Learning to Love

Posted by on Feb 1, 2014 in Faith Words |

Words of Faith

Rev. Rita S. Platt

January 19, 2014

“Learning to Love”

Matthew 4:18-23

This morning’s scripture is about Jesus inviting these men to follow him – become his disciples. It was a common practice. Galilee was the place people went to follow – to learn how to live the law. Then Matthew goes on to let us listen in on Jesus’ teaching:

“You have heard that it was said, ‘Love your neighbor and hate your enemy. But I tell you, love your enemies and pray for those who persecute you, that you may be children of your Father in heaven.” Matthew 5: 43-45a NIV

Here and in so many other places Jesus is teaching his followers how to love.
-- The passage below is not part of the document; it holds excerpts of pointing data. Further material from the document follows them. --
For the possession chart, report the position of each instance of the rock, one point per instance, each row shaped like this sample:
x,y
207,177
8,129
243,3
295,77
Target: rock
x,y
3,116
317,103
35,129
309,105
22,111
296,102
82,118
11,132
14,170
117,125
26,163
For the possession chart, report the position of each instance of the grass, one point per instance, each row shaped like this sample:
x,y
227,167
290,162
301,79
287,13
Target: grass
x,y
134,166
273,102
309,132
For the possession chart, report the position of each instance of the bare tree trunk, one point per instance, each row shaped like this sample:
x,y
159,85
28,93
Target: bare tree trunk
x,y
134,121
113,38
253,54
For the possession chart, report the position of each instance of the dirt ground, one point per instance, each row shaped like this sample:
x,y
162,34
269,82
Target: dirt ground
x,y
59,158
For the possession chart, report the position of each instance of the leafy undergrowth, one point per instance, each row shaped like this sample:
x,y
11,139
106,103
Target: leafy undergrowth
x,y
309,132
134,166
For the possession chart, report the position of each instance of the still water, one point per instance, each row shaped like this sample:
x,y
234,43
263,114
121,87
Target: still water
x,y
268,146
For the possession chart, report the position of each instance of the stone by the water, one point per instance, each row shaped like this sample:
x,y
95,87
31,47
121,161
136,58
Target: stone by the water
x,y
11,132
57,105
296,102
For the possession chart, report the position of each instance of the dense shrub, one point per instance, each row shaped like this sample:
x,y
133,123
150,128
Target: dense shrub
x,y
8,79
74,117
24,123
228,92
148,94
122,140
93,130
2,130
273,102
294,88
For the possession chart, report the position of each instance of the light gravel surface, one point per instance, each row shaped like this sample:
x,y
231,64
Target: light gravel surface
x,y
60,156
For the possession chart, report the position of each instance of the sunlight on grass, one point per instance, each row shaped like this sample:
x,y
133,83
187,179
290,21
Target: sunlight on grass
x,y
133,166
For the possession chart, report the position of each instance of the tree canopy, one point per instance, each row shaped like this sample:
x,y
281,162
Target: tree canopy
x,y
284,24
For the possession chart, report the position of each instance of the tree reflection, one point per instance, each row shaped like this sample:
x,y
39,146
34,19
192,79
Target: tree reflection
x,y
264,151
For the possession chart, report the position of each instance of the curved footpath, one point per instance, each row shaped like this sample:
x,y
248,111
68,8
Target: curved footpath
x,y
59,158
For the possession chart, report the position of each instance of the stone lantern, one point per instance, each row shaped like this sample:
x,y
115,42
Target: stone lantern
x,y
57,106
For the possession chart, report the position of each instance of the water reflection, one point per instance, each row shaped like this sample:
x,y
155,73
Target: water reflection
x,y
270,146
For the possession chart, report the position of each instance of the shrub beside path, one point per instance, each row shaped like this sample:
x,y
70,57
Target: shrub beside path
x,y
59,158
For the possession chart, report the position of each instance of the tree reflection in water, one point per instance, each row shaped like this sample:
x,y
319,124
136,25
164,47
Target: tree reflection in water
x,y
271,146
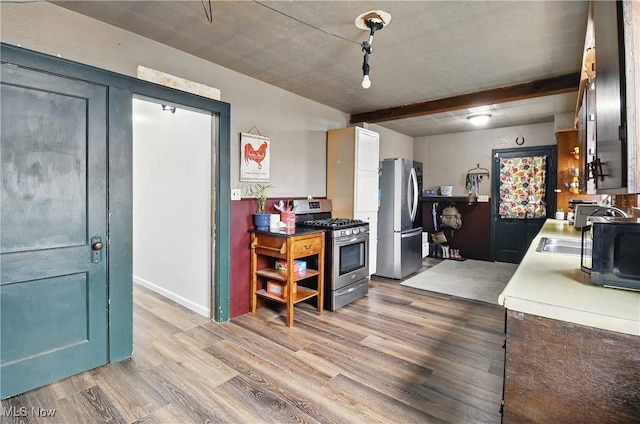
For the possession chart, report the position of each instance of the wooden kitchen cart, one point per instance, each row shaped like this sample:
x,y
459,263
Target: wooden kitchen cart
x,y
301,243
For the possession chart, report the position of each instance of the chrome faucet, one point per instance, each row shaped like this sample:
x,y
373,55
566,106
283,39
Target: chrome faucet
x,y
611,209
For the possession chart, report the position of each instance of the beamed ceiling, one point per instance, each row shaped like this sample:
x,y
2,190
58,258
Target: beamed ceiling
x,y
434,64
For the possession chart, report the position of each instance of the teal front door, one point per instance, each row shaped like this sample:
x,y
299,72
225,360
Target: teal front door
x,y
54,240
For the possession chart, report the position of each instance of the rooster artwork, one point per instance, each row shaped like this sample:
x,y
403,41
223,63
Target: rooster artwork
x,y
255,157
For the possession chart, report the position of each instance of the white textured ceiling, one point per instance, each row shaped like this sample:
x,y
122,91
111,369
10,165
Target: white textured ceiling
x,y
430,50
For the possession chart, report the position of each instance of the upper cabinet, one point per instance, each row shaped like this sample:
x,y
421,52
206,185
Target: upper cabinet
x,y
606,113
352,179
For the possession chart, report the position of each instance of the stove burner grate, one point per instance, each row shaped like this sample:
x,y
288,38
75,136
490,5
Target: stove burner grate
x,y
334,222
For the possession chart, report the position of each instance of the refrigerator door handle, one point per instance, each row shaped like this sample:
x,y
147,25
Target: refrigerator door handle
x,y
412,233
413,184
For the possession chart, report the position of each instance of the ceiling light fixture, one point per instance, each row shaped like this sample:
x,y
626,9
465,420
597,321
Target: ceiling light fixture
x,y
371,21
479,119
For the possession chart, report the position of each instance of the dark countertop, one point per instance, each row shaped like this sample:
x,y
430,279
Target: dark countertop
x,y
290,232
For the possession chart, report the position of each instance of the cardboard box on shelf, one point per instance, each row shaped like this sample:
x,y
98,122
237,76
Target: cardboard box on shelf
x,y
298,266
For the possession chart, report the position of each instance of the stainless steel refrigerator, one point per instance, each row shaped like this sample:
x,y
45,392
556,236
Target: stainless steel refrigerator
x,y
399,243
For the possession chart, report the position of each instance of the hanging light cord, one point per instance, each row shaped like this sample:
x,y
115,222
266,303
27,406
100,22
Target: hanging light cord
x,y
207,13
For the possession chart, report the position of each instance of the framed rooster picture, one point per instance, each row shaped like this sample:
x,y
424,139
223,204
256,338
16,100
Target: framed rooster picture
x,y
255,151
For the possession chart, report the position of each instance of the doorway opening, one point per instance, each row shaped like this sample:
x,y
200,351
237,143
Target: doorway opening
x,y
523,184
173,186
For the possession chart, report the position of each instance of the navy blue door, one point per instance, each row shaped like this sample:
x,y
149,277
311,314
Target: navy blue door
x,y
53,289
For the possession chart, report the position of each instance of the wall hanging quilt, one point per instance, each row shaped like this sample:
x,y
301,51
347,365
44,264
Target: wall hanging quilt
x,y
522,187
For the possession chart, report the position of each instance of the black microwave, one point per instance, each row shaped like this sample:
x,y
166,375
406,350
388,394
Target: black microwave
x,y
611,251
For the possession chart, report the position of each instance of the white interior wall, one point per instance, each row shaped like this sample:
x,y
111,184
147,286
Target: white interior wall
x,y
393,144
448,157
171,203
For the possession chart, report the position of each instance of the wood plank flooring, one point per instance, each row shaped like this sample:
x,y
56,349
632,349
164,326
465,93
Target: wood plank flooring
x,y
399,355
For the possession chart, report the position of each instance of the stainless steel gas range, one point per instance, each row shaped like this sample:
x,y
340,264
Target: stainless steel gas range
x,y
346,251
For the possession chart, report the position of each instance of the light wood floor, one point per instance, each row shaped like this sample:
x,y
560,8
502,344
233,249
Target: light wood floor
x,y
399,355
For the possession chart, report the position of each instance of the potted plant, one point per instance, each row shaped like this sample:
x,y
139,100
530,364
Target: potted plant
x,y
261,219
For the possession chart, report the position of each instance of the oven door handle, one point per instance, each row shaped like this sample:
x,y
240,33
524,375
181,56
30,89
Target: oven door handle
x,y
356,239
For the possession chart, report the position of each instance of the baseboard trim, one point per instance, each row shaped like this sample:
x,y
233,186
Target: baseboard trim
x,y
206,312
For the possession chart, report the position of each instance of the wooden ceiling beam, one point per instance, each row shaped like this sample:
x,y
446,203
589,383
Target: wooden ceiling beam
x,y
545,87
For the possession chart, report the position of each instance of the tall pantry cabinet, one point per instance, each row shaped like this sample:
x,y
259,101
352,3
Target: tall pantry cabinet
x,y
352,179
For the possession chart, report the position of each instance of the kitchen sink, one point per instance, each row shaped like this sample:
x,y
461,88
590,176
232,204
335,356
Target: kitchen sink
x,y
563,246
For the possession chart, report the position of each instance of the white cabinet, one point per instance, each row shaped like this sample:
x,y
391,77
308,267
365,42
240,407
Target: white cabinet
x,y
352,179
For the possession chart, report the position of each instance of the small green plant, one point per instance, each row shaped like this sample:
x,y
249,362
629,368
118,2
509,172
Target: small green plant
x,y
259,191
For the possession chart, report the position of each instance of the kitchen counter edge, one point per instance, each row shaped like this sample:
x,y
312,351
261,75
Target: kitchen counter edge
x,y
552,285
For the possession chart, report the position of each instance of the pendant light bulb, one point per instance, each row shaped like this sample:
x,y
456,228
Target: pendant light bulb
x,y
366,82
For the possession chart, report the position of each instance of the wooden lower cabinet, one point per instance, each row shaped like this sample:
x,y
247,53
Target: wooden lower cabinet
x,y
271,247
558,372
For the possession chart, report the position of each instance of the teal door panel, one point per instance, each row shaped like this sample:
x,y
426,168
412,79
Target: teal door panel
x,y
53,286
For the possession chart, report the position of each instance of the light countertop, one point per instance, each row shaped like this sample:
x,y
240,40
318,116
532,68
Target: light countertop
x,y
552,285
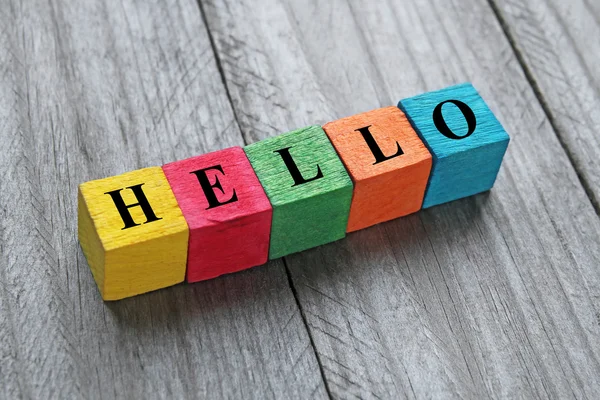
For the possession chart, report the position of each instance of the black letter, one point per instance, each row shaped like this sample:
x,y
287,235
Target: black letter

He begins by responding to the Hebraic understanding of the Law, which instructed persons to “love your neighbor as yourself” (Leviticus 19:18). Imbedded in Israel’s understanding of this teaching are two fatal mistakes in interpretation, both of which have continued to inform human thought and more importantly, social behavior until this day.
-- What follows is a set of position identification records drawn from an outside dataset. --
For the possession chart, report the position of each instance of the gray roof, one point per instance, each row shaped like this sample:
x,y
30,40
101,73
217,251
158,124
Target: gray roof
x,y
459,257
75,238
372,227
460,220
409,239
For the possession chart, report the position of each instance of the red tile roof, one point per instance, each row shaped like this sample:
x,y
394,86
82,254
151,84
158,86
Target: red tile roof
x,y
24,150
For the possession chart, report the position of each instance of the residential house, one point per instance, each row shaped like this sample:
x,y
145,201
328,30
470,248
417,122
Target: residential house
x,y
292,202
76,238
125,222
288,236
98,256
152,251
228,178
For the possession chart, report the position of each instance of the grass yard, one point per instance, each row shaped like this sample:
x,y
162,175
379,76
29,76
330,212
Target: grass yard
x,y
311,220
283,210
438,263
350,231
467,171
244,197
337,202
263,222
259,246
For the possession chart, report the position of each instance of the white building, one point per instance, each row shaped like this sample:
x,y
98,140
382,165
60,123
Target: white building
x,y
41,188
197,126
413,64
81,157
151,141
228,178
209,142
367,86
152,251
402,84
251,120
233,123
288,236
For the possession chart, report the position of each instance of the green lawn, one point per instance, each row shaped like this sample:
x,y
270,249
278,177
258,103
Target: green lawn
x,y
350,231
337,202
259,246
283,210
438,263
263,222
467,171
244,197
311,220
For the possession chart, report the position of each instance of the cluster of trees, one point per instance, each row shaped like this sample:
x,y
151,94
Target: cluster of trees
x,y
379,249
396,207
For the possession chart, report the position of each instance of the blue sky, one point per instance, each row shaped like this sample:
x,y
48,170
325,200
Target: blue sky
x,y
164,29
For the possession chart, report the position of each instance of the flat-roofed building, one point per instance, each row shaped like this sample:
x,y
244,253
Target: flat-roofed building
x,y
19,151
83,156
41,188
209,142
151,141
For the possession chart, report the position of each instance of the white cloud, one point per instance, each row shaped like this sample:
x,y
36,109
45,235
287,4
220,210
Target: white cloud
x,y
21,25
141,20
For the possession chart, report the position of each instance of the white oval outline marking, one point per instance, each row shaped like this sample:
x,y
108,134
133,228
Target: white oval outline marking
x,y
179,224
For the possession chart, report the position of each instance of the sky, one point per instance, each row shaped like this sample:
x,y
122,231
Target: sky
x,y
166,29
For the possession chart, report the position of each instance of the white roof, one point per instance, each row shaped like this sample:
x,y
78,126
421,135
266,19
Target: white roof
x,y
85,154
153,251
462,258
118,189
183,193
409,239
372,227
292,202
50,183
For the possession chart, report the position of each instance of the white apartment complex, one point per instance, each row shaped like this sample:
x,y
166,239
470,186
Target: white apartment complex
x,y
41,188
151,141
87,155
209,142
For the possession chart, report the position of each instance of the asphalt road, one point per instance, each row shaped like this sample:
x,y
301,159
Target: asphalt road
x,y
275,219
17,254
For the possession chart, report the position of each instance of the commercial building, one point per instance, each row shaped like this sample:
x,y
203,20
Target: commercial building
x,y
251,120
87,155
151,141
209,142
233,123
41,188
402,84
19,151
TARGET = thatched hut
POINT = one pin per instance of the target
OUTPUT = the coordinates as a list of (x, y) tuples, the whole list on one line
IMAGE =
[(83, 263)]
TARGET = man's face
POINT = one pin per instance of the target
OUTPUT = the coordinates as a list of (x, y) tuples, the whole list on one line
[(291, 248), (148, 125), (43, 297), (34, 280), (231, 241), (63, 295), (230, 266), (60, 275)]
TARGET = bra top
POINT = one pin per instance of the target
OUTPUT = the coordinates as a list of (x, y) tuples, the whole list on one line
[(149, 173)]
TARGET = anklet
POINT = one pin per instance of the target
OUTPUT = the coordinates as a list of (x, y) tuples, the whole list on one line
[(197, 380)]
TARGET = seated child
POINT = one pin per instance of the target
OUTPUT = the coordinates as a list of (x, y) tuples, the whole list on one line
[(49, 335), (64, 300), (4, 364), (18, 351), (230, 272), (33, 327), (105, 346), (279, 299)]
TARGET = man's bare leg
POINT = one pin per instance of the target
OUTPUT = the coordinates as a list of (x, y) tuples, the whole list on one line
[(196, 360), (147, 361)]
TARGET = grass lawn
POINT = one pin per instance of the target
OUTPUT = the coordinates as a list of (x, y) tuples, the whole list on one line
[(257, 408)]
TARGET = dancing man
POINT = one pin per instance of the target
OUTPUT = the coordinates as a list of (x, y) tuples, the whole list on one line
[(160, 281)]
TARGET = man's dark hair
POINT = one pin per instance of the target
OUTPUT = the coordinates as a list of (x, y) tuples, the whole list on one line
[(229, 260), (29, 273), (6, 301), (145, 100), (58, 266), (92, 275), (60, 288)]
The first misinterpretation is the belief that the title of “neighbor” only applied to those persons who were situated in their own community, religion, and nation.
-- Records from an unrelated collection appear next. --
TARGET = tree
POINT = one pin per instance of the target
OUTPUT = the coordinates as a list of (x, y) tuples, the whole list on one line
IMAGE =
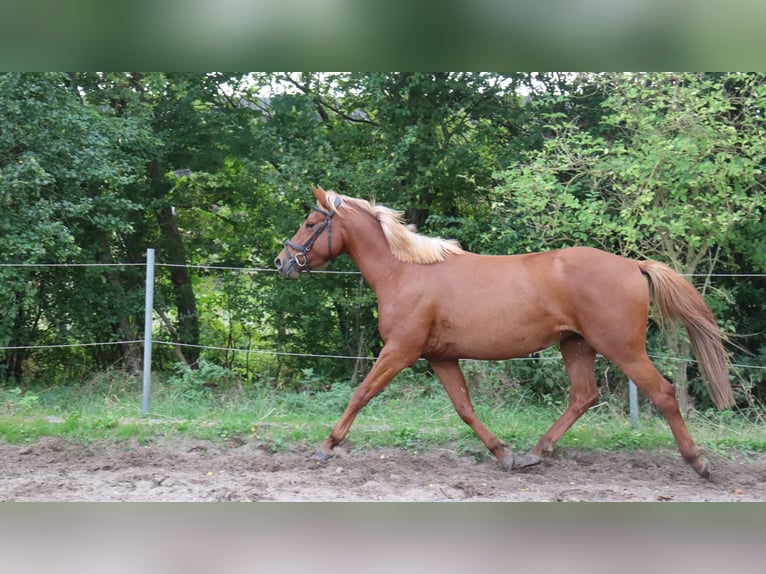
[(672, 171)]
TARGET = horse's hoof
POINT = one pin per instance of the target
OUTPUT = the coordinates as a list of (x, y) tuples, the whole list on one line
[(704, 468), (527, 460)]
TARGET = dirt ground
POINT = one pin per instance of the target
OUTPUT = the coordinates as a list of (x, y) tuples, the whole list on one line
[(55, 469)]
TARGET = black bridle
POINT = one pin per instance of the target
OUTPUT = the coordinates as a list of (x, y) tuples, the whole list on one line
[(301, 257)]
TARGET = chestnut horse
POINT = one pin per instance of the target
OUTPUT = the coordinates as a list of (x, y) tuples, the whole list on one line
[(441, 303)]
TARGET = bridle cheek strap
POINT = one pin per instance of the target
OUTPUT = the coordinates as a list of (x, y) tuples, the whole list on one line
[(301, 256)]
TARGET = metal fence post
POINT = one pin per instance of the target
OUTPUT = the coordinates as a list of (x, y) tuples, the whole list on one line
[(633, 399), (148, 315)]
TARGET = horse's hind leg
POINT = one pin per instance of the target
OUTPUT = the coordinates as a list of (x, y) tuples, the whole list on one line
[(579, 361), (647, 378), (451, 378)]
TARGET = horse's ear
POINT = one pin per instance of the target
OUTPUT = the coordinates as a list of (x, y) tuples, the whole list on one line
[(321, 196)]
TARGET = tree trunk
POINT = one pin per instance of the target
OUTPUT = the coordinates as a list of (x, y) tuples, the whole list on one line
[(174, 253), (185, 300)]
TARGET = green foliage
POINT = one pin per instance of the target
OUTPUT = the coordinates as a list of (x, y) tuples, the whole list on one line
[(214, 169)]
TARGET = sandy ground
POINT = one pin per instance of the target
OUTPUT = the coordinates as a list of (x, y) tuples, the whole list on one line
[(55, 469)]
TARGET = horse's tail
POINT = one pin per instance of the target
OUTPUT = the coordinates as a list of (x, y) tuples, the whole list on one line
[(676, 299)]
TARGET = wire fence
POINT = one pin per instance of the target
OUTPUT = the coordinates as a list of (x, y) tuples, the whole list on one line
[(149, 316), (253, 270)]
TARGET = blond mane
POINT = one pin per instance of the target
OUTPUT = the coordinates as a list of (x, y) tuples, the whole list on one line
[(405, 243)]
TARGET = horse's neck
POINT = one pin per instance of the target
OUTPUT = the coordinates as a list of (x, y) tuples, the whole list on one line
[(368, 247)]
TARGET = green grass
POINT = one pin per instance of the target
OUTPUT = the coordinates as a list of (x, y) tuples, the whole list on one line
[(414, 415)]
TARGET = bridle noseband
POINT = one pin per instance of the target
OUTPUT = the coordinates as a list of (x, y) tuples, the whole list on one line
[(301, 257)]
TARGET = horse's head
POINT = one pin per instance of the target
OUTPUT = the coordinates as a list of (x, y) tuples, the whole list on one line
[(314, 244)]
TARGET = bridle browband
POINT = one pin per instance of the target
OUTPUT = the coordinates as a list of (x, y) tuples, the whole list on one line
[(303, 250)]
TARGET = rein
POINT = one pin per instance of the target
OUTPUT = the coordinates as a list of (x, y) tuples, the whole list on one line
[(303, 250)]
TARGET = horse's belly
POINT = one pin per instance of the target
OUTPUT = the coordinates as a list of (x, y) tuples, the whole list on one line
[(494, 339)]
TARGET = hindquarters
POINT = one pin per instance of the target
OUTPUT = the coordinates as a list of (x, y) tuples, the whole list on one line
[(675, 299)]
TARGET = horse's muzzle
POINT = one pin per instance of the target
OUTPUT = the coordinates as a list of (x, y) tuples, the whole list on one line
[(288, 267)]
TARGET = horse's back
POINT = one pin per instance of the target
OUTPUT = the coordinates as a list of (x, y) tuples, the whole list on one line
[(487, 306)]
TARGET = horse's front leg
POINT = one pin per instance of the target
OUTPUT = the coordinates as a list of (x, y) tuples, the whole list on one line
[(389, 364), (452, 380)]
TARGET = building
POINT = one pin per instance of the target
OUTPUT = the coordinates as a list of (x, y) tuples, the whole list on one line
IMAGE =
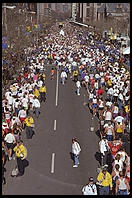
[(88, 12)]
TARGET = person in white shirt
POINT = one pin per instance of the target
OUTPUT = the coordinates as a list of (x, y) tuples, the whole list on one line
[(104, 150), (63, 76), (36, 106), (22, 115), (10, 99), (107, 115), (7, 94), (90, 188), (24, 102), (78, 85), (10, 140), (76, 149), (40, 83), (118, 119), (110, 93)]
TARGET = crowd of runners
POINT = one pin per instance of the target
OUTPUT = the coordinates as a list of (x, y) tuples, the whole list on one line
[(93, 63)]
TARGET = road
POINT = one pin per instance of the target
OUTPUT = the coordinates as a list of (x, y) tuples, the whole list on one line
[(50, 172)]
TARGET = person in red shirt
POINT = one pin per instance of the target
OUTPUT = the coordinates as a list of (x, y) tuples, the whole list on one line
[(114, 147), (100, 91)]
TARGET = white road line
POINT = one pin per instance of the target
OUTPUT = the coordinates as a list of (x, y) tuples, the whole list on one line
[(52, 162), (57, 90), (54, 125)]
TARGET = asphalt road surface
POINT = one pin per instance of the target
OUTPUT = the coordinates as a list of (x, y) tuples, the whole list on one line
[(50, 172)]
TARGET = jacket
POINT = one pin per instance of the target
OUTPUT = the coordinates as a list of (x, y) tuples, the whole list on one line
[(76, 148), (20, 151), (103, 146), (107, 181)]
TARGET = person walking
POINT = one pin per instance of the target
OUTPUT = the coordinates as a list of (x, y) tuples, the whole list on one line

The second misinterpretation was the inference that loving their neighbors (who were like them) meant to hate their enemies (who were “the other”).

In point of fact, Israel both literally (and theologically) degraded interactions with any human person identified as “the other…the Samaritans…the tax collectors…the lepers . . .and of course, anyone who was non-Jewish.

The hatred for those who were non-Jewish can be located in the words written in the Mishnah: interpretation of the Law (Torah). “A Jew sees a Gentile fall into the sea, let him by no means lift him out; for it is written, Thou shalt not rise up against the blood of thy neighbor: but this is not thy neighbor.” (Mishnah Torah, Laws of Murder 4:11).

It would be easy for us to point the finger if things had changed but xenophobia (“fear of the other”), is alive and well. It has infected our theology, our politics, and our culture. Real love cannot occur with the predominating “fear of the other:” it can only exist as a result of a theology and a culture that proffers an invitation of love to all people.

Agape does not begin by discriminating between worthy and unworthy people. It begins by loving others for their [own] sake and in turn, makes no distinction between friend and enemy; it is a directed love toward both with equality. In essence, agape is selfless love that seeks to create, safeguard, and advance community because we are all connected.

Many listening to Jesus’ teaching thought it was impossible. Some still do.

Paul Tillich would argue that not only is it possible but it is necessary. In his book, Love, Power, and Justice, the thing which moves beings into life and through life—is love. He writes: “Love is the drive towards the unity of the separated. Reunion presupposes separation of that which belongs essentially together.” In other words, the very motive of love both between humans with humans and between humanity with God is to unite those beings, which are inherently one, as we believe that all of us “are made in the image of God, and in his likeness.” (Genesis 1:27)

A number of years ago the question started to circulate, “What would Jesus do?” Bracelets were even created with the initials WWJD to serve as a reminder. But the question is not what would Jesus do? Rather it is a far more dangerous one: “What are we going to do?” The answer to that question does not come easy. If we are going to honestly answer that question it will involve a struggle.

Today we remember what Martin Luther King, Jr. said concerning that struggle:

“Although man’s moral pilgrimage may never reach a destination point on earth, his never-ceasing strivings may bring him ever closer to the city of righteousness. And though the Kingdom of God may remain not yet a universal reality in history, in the present it may exist in such isolated forms as in judgment, in personal devotion, and in some group life. Above all, we must be reminded anew that God is at work in his universe. As we struggle to defeat the forces of evil, the God of the universe struggles with us. ”

—Martin Luther King, Jr., Struggle to Love, 1961

Loving your neighbor isn’t easy; but we were never meant to do it alone. We fail because we try to do it alone and then decide it is impossible. It is impossible when we try to do it in our own strength.

In a world where people so easily identify “the other” and then reason it is okay to hate them because they are not one of us, the church must break down the barriers and really love. We are called to teach people what following Jesus really means. Will we do it?